Praktek-praktek yang kurang terpuji, sepertinya sudah menjadi budaya yang tidak pernah hilang meskipun pilkada bukan hanya kali ini saja.
Semestinya dari tahun ketahun adanya perubahan yang lebih baik, lebih matang dalam prosesnya dan lebih menyenangkan bagi semua pihak.
Komisi Pemilihan Umum (KPU) maupun Bawaslu seharusnya mampu melakukan evaluasi dan kinerja yang lebih baik dalam penyelenggaraannya.
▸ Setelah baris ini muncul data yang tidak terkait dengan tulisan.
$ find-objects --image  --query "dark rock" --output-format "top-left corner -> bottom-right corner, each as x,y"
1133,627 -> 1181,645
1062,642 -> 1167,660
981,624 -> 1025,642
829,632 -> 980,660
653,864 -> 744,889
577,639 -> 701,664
Jika melihat fenomena yang ada seolah pemilu maupun pilkada dalam proses penyelenggaraannya tidak semakin baik, justru jalan ditempat dan tidak terlihat adanya kemajuan demokrasi.
Mungkin perihal ini, salah satu indikatornya adalah kurang relevannya proses perekrutan ketika seleksi panitia pemilu maupun pengawas yang masih mengutamakan budaya "titip menitip" dan kepentingan dalam proses seleksinya.
Sehingga organisasi tidak berhasil mendapatkan sumber data manusia (SDM) yang pantas dan relevan yang mampu menciptakan suasana yang lebih baik.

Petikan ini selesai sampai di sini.